Review: 6/25/4 Herbie Hancock: Carnegie Hall; New York, NY
Lineup: Herbie Hancock, piano
Wayne Shorter, saxophones
Dave Holland, bass
Brian Blade, drums
Very good things happen when jazz meets jam.
Out of the blue came Bill Cosby to introduce the band, and we were off. They opened with a mesmerizing 15 minute J-A-M. It started with a Hancock solo for about 3 minutes, then Holland, Blade, and finally Shorter coming in one at a time in 3 minute intervals. Very minor and heavy jam with incredible dynamics. The staggered entrances were extremely exciting, because you wondered when each member was going to actually start playing. Each member\'s entrance was so subtle it was like he had been playing all along. They each just eased right into it. They explored several areas of tension and dynamic individually and as a team. Superb listening throughout. The ending was incredible, a decrescendo that lasted so long that it is impossible to say when it actually started. The volume decreased and decreased, then let out so smoothly that when it was finally over, the whole room was dead silent for a good 20 seconds before people finally accepted that it was over and began applauding. As professional a jam as I\'ve ever seen!
The rest of the set consisted of almost exclusively deep and minor tunes, all opening with jams before the head. They never returned to a head after solos, instead using the tunes as jam vehicles and ending with their mesmerizing and perfect decrescendos. Holland and Blade really led the way through these jams. Shorter actually offered very little in the jams, but he made his contributions count and the jams flowed beautifully with and without his playing. It is very, very rare to see a musician, particularly one of Shorter\'s prominence, to be willing to sit back for the better part of a performance. It is even rarer to see a musician play so little and yet the show still lives up to its maximum potential.
After a 1 hour 19 minute set, they left the stage, came back and encored with Cantaloupe Island. Talk about a tune I never thought I would see performed live in a million years. Hancock played a fantastic, pulsating beat throughout the tune on just the lowest 12 keys. It was an incredible piano line. After one of Shorter\'s only true solos of the evening, they mopped up with another short group jam and the only hard ending of the night.
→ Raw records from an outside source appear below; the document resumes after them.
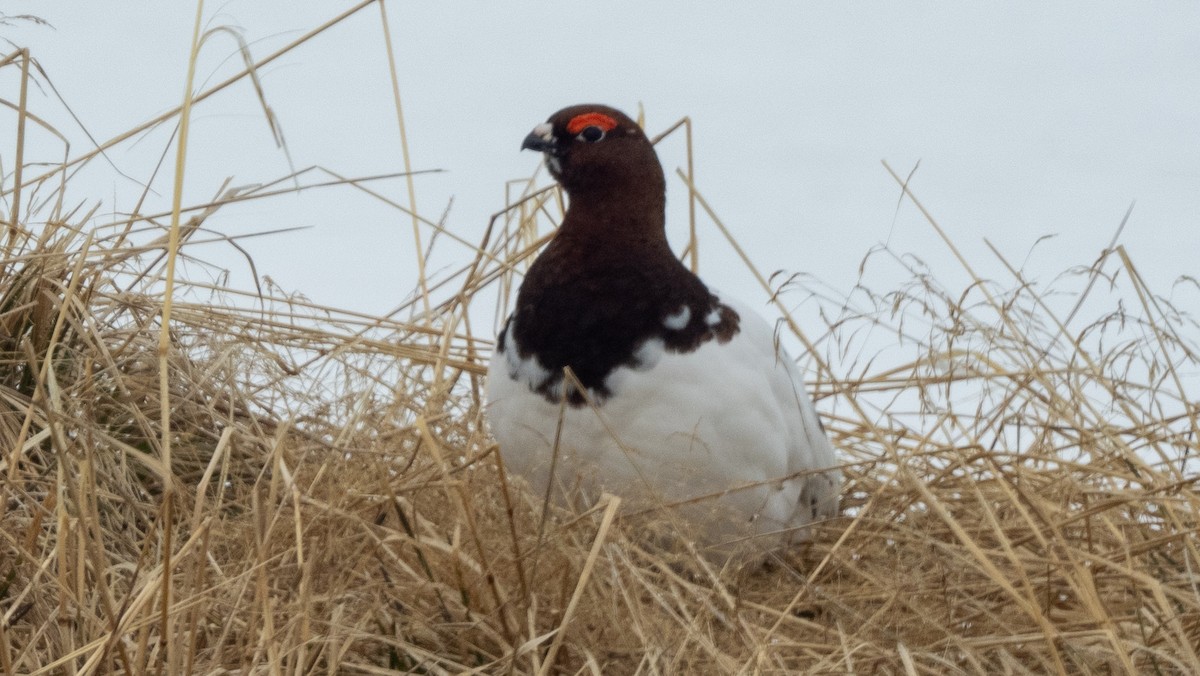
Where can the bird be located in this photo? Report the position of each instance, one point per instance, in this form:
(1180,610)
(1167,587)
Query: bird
(621,371)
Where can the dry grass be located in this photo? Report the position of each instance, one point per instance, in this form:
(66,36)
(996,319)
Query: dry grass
(1021,482)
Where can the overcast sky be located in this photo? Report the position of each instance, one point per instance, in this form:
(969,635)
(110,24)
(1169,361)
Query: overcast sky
(1027,119)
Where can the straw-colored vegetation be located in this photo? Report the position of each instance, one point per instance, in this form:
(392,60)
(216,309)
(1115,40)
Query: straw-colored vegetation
(310,490)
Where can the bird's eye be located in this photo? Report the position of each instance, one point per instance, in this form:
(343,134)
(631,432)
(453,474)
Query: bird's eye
(591,133)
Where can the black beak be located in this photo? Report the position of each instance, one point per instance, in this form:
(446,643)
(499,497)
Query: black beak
(541,142)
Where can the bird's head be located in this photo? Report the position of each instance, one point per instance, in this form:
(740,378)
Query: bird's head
(595,149)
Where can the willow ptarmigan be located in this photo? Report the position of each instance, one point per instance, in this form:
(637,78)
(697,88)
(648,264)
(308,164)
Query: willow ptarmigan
(687,402)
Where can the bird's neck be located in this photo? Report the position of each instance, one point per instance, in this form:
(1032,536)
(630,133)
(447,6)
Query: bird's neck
(624,221)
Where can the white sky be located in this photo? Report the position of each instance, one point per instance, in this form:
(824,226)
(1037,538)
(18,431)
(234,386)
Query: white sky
(1027,120)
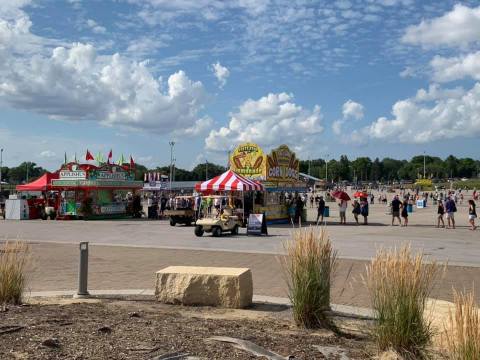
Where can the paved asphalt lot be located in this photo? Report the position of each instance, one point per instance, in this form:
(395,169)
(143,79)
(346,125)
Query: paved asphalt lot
(460,246)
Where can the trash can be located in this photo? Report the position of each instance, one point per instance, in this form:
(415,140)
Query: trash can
(326,211)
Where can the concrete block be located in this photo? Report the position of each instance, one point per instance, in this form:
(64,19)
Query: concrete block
(205,286)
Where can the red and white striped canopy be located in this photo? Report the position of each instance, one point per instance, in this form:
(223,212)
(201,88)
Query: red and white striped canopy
(229,181)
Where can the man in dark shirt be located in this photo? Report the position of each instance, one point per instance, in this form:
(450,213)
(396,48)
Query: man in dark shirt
(396,204)
(321,208)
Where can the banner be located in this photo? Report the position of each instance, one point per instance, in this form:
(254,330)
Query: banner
(282,165)
(248,160)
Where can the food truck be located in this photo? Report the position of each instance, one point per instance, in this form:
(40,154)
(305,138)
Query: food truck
(89,191)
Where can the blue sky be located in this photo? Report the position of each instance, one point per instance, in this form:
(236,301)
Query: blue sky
(358,77)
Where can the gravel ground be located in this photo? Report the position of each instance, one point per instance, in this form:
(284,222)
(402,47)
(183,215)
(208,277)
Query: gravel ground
(148,330)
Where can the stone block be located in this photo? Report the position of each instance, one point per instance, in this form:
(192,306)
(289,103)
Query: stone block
(205,286)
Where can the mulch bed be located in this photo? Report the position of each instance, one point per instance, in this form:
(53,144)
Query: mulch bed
(147,330)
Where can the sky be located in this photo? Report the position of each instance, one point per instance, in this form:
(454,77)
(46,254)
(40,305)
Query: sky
(377,78)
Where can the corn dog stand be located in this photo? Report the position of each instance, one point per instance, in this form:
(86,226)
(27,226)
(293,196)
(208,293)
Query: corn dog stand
(278,172)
The place went nuts. My only criticism of the performance is its brevity. 1:19 is too short for any concert, sporting event, theatre production, basically any entertainment, especially when tickets are $30-$75. They had so much more to say out there that they left on the stage. Do they have somewhere else to be? If you are a professional jazz musician, what could you possibly have to do that is better than playing a gig at Carnegie Hall? Aside from that, what they did play out there was about 85% straight jamming, and a style of jamming that no jamband can get near. They listened and complimented incredibly, worked as individuals and as a cohesive unit magnificently, and the opening jam was one for the ages.